“much of what we do is already molded by what has been done to us”
on a larger scale, i could’ve been born at a different time, a different era; a dinosaur, maybe? we like to think whatever is happening in our lives are dictated by rationally determined choices we make, but on looking back, everyone realises that how small control you have over your choices and what you are going to do about things in your life, you like to think that the possibilities are limitless but most of them are made or chosen in the moment of contingency or some chance encounter, sometimes i wonder if our entire existence is a chain of collisions; brief, fluky, yet irreversible. all of us pretend there’s a grand order beneath it all, but maybe we’re just brushing against the walls of luck. two big stones crashing into each other and we become?
would it be okay to say that everything here is the result of some contingent choices? and if so, where does accountability breathe? in the spaces of what could’ve been and what was enforced upon us? it feels unfair to be held responsible for the ripples of a stone we never threw. yet somehow, we still wake every day carrying its weight, as if guilt is the proof of being alive. a few happenchance triggering a spree of narrowed choices to have everything as it specifically is?
utilization of one’s freedom is an illusion? who we are and what has been done to us has shaped our present circumstances is a lucrative idea to think about, to pick every little thing which hit us and point out which hit dented us in which way, but does it mean we are condemned to follow it all again? to keep flowing on our past trajectories, being born in a certain family has certain odds heightened and certain other lowered, nothing here is in your control but your life is does doing work offers you more freedom than doing nothing and calling yourself a free person? is a person not bound by anything, freer?
and do i need to create a new future every second? to choose something better for myself at every passing second and not look back? i get exhausted
why get up? why try? i roll the boulder up and it rolls back down and i ask myself; why continue? i feel like an idiot, a fool, crawling towards some salvation or certainty? i drift in the fog again and i am lost again, where am i? so i focus on my breaths, life getting in and out of my body expresses i am alive, and i am here, wherever here is. maybe this is why we create, to set our dot in the grand scheme, but does it matter? i dont think grand scheme applies on minute beings like us, its chaos, chaos everywhere, with everything, in everything, in every being. its terrifying and profound.
it feels better to just curl up at the bottom of the pit, at the abyss. not a dark valley but maybe something? flying octopuses, swimming cows, just nature, plants and flowers feel so blissful. dealing with people feels haunting and daunting, its draining the life out of me to hear breaths of them, their mumbles, their air. solitude doesn’t scare me anymore; it feels like undeceitful state of being. the noise fades, i can hear my own pulse, the soft hum of existence just existing. maybe this is what peace actually sounds like — not joy, not silence, just a steady heartbeat in a world that keeps collapsing and rebuilding itself.

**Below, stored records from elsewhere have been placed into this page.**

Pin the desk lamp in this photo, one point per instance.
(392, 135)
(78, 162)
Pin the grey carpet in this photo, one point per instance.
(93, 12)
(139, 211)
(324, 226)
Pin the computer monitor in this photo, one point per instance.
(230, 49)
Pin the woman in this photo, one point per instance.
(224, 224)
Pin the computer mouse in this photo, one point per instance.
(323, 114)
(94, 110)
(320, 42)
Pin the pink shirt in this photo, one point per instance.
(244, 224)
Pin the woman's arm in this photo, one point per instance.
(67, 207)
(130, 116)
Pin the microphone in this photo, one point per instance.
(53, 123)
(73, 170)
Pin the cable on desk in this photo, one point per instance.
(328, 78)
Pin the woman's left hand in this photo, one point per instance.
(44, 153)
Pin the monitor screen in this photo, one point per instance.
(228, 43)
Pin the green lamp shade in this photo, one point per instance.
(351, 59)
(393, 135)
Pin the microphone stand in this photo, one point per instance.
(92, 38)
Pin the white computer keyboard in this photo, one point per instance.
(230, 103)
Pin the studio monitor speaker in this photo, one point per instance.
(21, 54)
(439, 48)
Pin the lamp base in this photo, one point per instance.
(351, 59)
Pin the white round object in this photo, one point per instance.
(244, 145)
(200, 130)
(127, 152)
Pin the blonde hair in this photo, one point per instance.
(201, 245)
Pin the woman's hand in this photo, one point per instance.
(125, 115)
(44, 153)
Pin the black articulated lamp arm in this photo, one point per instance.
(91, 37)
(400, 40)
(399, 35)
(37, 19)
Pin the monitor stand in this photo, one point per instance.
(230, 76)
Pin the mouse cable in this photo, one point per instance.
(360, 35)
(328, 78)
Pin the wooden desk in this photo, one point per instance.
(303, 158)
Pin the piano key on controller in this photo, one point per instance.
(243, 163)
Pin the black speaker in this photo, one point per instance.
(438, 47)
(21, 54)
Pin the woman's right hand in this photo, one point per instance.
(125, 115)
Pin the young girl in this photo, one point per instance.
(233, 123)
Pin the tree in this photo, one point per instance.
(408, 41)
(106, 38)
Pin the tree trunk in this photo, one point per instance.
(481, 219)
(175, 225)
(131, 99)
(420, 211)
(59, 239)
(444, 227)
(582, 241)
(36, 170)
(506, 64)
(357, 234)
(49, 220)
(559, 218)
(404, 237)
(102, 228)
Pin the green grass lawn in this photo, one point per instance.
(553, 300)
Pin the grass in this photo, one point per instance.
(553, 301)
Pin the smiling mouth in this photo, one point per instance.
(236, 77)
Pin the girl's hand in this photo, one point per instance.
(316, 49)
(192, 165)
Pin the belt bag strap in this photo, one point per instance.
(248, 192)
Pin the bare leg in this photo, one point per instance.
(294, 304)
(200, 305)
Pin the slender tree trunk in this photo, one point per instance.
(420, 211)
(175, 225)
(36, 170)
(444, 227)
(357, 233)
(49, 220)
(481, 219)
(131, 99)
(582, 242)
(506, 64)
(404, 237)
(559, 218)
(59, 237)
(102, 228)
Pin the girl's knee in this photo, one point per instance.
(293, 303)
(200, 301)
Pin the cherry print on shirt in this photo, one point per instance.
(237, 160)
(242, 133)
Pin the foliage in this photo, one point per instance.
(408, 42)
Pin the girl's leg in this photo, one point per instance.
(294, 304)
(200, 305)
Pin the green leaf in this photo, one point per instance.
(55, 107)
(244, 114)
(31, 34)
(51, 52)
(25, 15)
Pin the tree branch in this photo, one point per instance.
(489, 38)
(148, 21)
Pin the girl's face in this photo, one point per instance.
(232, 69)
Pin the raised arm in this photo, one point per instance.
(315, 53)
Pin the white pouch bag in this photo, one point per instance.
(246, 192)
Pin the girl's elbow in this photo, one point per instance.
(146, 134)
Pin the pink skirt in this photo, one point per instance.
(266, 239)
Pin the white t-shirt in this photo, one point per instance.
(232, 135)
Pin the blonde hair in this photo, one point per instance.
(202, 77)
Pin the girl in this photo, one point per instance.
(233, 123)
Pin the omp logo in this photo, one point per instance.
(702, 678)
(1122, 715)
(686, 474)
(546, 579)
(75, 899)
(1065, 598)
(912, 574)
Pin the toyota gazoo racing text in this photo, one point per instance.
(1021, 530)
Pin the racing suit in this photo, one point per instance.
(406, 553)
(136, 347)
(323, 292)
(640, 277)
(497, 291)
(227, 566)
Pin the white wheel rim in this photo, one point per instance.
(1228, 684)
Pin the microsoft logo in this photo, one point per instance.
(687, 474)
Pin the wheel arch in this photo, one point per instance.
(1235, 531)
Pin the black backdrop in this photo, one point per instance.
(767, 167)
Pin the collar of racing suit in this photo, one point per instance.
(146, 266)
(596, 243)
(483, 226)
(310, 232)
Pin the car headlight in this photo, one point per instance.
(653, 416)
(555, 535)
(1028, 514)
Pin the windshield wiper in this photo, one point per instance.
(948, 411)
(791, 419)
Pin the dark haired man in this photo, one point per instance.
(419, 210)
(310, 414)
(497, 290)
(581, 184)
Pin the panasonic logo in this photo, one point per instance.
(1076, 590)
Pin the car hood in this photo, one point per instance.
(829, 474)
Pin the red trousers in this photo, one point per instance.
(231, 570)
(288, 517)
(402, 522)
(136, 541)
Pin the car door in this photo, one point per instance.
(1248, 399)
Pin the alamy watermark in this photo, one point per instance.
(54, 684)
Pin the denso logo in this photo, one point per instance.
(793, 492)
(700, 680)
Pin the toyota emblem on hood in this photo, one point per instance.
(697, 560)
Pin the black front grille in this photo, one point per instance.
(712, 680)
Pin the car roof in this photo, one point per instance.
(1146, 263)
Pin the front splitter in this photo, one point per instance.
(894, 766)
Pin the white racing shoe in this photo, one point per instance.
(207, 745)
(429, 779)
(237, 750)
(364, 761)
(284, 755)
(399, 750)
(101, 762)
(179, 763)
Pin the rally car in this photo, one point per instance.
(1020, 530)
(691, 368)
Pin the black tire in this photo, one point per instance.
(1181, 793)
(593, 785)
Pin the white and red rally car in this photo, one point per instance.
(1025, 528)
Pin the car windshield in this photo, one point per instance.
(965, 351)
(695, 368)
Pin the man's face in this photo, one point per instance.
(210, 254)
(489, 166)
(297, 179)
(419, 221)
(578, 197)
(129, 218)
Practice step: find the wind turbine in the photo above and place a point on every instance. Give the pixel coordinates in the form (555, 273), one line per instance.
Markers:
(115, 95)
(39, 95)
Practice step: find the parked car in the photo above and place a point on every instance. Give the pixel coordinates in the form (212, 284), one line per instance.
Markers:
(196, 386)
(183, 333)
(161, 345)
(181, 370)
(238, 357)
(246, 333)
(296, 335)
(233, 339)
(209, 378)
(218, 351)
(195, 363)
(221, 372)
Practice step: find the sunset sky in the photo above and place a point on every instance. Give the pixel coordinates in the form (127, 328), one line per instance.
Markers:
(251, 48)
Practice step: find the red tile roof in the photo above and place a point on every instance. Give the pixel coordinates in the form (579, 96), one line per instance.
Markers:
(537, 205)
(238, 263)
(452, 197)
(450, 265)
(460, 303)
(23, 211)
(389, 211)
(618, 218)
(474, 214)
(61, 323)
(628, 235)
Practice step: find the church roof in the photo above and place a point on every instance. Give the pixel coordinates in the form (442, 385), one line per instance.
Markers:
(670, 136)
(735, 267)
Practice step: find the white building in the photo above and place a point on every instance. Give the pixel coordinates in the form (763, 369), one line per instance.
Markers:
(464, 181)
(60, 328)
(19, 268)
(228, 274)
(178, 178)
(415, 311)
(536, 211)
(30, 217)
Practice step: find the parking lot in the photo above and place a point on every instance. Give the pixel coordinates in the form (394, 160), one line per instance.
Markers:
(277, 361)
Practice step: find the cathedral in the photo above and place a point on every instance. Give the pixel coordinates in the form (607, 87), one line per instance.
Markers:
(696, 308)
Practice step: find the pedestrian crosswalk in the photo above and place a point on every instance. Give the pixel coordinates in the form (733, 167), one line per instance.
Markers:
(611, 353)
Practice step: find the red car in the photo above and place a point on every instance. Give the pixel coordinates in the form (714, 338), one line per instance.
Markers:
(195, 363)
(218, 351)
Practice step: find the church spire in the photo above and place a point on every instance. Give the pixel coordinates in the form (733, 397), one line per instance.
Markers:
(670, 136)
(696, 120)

anything ever built was ever finished? people talk about something they created, but its not finished, its never gonna be finished, there always something you can add, evolve, transform about it, i dont understand how do they decide its time for a fullstop? we were thrown in here without any prior apprehension, so it makes sense to throw something by creating something of our own, maybe that’s the purpose of our existence? maybe this offers a glimmer of path to understanding ourselves, to not go insane by pure reality.
telling yourself “it is what it is” but is it what it is? is this the end of everything which could’ve been, just because it is what it is? but sartre said “freedom is what you do with what’s been done to you” we might not have the freedom to choose our contingencies but we may have the freedom to react to it. maybe we choose our life? i choose hard work so i think i can avoid the anticipatory pain, thoughts of dying unworthy, being a being of wasted life, to get sapped to death. i think past is imaginative, i cant recall most of it, but most of my fears, pain, lessons come from it, so is all of it imaginative or it just a movie i watched and learned very little from it.
i dont expect too much from life now, i travel, drink coffee, pretend to write good, i dont think i know anything, that how less i know even about the things i talk about, i dont know how i decided to put a fullstop on learning and decided to talk about it, i am curious but i am terrified that people will realise a fraud that i am, maybe its all just a lie.
and if everything truly is molded by history, by chance, by the soft persistence of time, maybe the most radical thing i can do is notice it. to witness the shaping, to breathe as it happens, and to say: yes, i am here, even if i was thrown. as i walk through the meadow i know i will one day and in due time reach the end of space where this valley disappears into the darkness of a forest, i hope that by then i have appreciated the valley so intensely that i can only welcome a change of scenery.